(FOLHAPRESS) – O ministrado do STF (Supremo Tribunal Federal), Flávio Dino, solicitou vista do processo que analisa o cálculo da aposentadoria por invalidez do INSS (Instituto Nacional do Seguro Social) após a reforma da Previdência de 2019.
A decisão da corte envolve a constitucionalidade do redutor de 40% aplicado neste benefício, atualmente conhecido como aposentadoria por incapacidade permanente. O ministro Luís Roberto Barroso, presidente do STF e relator do tema, já manifestou seu voto a favor da mudança, sendo acompanhado por Alexandre de Moraes, Gilmar Mendes e Cristiano Zanin.
Segundo a emenda constitucional 103, a aposentadoria por invalidez deve ser calculada em 60% da média salarial, com um acréscimo de 2% para cada ano adicional de contribuição. No caso de invalidez decorrente de acidente de trabalho ou doença ocupacional, o índice será de 100% sobre a média salarial.
Flávio Dino tem um prazo de 90 dias para analisar o processo e apresentar seu voto. O novo julgamento dependerá da presidência do STF para agendar a nova data.
O processo estava sendo analisado no plenário virtual do STF, onde os ministros devem registrar seus votos em uma semana. Embora a votação estivesse prevista para terminar na sexta-feira (26), foi adiada, e qualquer ministro pode solicitar vista ou destaque, levando a discussão para o plenário físico.
Em seu voto, Barroso sugeriu que “é constitucional o pagamento do benefício de aposentadoria por incapacidade permanente, nos termos estabelecidos pelo artigo 26, parágrafo 2º da emenda constitucional nº 103/2019, para casos em que a incapacidade seja constatada após a reforma da Previdência”.
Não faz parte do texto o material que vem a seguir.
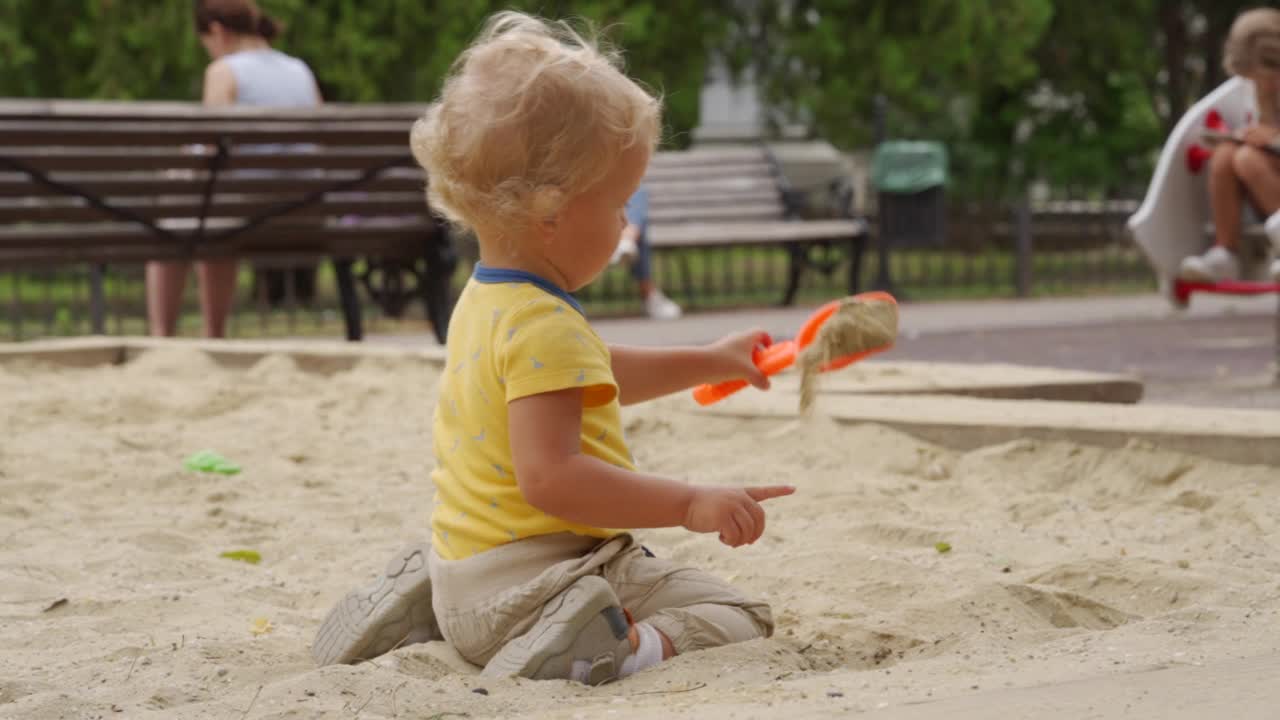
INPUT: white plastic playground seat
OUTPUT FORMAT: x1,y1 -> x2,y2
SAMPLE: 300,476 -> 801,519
1129,78 -> 1266,305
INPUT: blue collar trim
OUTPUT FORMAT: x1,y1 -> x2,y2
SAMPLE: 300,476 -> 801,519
471,263 -> 586,312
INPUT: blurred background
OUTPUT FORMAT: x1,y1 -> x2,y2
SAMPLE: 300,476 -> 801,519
0,0 -> 1256,340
O caso em questão envolve um aposentado do Sul do Brasil que entrou com uma ação na Justiça buscando a revisão do valor de seu benefício, que foi concedido em 2021, embora alegue que sua incapacidade tenha surgido em maio de 2019. A reforma da Previdência somente passou a vigorar em novembro desse mesmo ano.
Barroso entendeu que se a concessão acontece antes da reforma, o segurado pode optar pelo cálculo anterior, que garante 100% da média salarial na aposentadoria. Contudo, no caso discutido, a concessão foi realizada após a mudança na lei, e a aplicação do novo cálculo é devida.
Advogados que defendem os aposentados afirmam que o cálculo da aposentadoria por invalidez, sendo um benefício permanente, está inferior ao do auxílio-doença, que é um benefício temporário, como mencionado pela advogada Adriane Bramante, conselheira da OAB-SP. Ela destacou que “o cálculo trazido pela reforma é extremamente prejudicial ao segurado devido à diferença de valores”.
O QUE O STF IRÁ DECIDIR?
Os ministros do STF decidirão se a regra de cálculo da reforma da Previdência de 2019, que aplica o redutor na aposentadoria por incapacidade permanente, é constitucional e se o aposentado por invalidez deve receber um valor menor do que quem goza do auxílio-doença, que é um benefício temporário.
QUAL É A REGRA DE CÁLCULO DA APOSENTADORIA POR INVALIDEZ?
Para incapacidades permanentes após 13 de novembro de 2019, data em que a reforma da Previdência entrou em vigor, o cálculo é de 60% da média salarial, mais 2% para cada ano que exceder 20 anos de contribuição. Para invalidez decorrente de doenças do trabalho ou acidentes, o benefício é 100% da média salarial.
COMO ERA O CÁLCULO ANTES DA REFORMA?
Antes da reforma, o segurado se aposentava por invalidez recebendo 100% da média salarial, calculada com base em 80% dos maiores salários de contribuição, excluindo os 20% menores.
COMO O INSS CALCULA A MÉDIA SALARIAL?
Após a reforma, a média salarial é calculada com todos os salários de benefícios pagos desde julho de 1994, enquanto antes considerava apenas os 80% maiores salários após essa data.